Video: "Life is everywhere": Why was Yaroshenko's painting at first admired and then accused of tendentiousness
2024 Author: Richard Flannagan | [email protected]. Last modified: 2023-12-15 23:55
In 1888, at the 16th exhibition of the Itinerants, a painting by Nikolai Alexandrovich Yaroshenko "Life is everywhere" was presented. At first, the canvas delighted everyone. Critics praised the artist, people piled in droves to see with their own eyes the prisoners gazing at the free pigeons. However, after a while, the attitude towards the picture began to change. Yaroshenko was accused of excessive tendentiousness and idealization of the plot. Why did this happen, let's try to figure it out further.
Nikolai Aleksandrovich Yaroshenko referred to himself as a Wanderer artist. His work was dominated by realistic plot scenes, portraits, mountain landscapes often appeared, but he was remembered by his descendants for the painting "Life is Everywhere", which more than once caused an ambiguous reaction from critics.
At first, all critics took Yaroshenko's work very well. The characters are well spelled out, the composition is verified. Then they began to see flaws in the picture: everything is too perfect, all the prisoners with innocent faces.

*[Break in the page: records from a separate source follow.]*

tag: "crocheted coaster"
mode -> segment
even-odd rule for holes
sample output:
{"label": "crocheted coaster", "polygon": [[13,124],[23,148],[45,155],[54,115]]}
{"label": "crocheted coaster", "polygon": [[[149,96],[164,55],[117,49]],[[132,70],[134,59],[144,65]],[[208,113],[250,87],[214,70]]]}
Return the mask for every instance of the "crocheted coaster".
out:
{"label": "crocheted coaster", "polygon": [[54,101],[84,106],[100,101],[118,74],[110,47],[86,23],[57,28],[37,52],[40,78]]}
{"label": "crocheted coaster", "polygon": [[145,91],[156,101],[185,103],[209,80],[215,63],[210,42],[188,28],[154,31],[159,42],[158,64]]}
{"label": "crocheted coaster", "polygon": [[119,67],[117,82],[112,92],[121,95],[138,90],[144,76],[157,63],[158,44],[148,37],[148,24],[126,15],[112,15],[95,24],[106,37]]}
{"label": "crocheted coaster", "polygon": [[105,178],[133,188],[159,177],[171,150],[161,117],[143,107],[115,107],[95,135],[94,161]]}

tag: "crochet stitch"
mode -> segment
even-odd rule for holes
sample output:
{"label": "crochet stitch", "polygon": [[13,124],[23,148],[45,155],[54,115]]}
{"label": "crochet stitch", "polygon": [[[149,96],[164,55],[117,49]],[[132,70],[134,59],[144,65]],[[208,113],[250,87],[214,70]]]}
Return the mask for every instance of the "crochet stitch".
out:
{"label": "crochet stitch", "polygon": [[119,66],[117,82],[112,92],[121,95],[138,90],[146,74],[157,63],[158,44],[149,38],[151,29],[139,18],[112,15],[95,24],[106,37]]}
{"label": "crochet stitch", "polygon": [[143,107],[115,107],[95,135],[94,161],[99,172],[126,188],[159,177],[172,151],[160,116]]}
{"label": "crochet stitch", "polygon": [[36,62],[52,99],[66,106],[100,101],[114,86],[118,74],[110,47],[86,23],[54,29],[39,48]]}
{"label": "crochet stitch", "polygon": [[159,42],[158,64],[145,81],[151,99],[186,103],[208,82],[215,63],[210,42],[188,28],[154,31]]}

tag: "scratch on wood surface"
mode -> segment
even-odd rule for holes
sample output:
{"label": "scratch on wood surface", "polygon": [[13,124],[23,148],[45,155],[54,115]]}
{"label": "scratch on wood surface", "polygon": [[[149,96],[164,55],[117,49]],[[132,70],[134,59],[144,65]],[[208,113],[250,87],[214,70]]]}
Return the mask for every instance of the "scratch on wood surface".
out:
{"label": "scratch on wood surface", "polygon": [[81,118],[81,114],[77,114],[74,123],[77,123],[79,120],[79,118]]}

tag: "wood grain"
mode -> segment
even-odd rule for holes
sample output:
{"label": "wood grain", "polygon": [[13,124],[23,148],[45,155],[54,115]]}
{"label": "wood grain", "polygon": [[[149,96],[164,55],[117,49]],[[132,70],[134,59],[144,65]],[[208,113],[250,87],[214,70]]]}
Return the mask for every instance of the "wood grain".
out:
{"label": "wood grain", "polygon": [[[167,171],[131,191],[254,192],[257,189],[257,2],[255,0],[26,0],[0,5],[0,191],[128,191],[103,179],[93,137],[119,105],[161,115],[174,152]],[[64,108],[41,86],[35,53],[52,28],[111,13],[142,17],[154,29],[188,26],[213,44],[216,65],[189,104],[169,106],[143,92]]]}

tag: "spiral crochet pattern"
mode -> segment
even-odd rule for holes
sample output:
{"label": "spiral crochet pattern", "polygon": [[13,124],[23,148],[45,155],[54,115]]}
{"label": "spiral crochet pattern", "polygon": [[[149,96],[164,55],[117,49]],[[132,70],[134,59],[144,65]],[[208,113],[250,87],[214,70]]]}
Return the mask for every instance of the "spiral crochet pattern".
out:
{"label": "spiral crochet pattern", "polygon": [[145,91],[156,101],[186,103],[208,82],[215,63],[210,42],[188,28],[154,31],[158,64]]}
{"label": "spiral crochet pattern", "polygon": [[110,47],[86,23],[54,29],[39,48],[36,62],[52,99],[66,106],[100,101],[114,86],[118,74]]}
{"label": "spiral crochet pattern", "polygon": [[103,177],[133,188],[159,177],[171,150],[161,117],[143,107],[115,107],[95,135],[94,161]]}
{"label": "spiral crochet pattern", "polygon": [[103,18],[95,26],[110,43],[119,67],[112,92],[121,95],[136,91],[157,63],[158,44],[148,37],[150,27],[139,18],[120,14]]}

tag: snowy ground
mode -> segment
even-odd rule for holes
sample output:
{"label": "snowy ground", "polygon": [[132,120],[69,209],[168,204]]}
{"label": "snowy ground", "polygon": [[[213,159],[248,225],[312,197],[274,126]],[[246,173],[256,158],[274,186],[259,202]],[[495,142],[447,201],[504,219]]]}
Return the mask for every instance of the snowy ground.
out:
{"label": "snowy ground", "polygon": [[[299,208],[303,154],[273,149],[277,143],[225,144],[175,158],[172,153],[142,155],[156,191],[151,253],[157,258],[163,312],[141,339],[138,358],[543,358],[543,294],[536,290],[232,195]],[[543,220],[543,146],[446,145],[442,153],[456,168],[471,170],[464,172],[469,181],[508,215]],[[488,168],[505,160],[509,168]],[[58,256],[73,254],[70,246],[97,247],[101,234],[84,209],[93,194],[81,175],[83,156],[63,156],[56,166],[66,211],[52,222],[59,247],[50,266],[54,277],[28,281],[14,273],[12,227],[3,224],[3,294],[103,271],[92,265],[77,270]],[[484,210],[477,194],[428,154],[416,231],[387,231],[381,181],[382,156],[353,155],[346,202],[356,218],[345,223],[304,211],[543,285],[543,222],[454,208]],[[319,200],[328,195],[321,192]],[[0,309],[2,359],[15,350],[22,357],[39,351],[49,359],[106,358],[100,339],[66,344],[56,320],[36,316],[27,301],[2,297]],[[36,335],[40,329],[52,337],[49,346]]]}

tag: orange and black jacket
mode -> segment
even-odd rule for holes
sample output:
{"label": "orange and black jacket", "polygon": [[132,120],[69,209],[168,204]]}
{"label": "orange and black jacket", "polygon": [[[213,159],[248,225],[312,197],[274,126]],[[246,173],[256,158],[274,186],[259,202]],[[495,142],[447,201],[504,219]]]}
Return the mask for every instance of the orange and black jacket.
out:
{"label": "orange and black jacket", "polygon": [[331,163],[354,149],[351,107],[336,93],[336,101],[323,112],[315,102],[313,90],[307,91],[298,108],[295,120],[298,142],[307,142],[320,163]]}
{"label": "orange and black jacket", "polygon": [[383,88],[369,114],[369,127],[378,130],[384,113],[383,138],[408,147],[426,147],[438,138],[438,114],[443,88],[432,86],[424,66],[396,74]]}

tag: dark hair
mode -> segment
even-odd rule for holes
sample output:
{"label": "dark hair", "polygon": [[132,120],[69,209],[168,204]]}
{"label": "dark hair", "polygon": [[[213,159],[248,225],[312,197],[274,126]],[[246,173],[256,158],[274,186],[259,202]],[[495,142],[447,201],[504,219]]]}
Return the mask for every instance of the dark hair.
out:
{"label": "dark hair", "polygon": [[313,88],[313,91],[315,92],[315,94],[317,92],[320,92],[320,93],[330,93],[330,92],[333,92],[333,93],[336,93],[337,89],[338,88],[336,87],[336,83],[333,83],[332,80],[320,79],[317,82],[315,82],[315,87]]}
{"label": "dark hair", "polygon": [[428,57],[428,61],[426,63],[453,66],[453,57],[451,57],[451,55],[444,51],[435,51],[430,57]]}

A woman with a covered head is probably a widow; men with a beard and mustache are most likely a worker and a peasant. And pigeons flutter by the car. People envy doves, their freedom, only the child rejoices, not understanding what awaits him. The artist deliberately depicted the carriage and platform as expressionless in order to focus the viewer's attention on the faces of the prisoners.
20 years after the artist's death, the painting was again looked at from a different angle. Now Yaroshenko was accused of Tolstoyism. In Lev Nikolaevich's circle, the idea of "where love is, there is God" was actively promoted. At first, the artist himself even wanted to name the painting as well. However, supporters of Nikolai Yaroshenko stubbornly reject this idea, they say, the artist, who wrote many canvases on acute social topics, could not think so flatly.
Quite often it happens that the attitude of critics to the painted pictures changes dramatically. So, one of the iconic paintings of Alexander Deineka is "Defense of Sevastopol". Some critics praised the picture for its emotional intensity, others did not like the excessive posterity, but no one remained indifferent.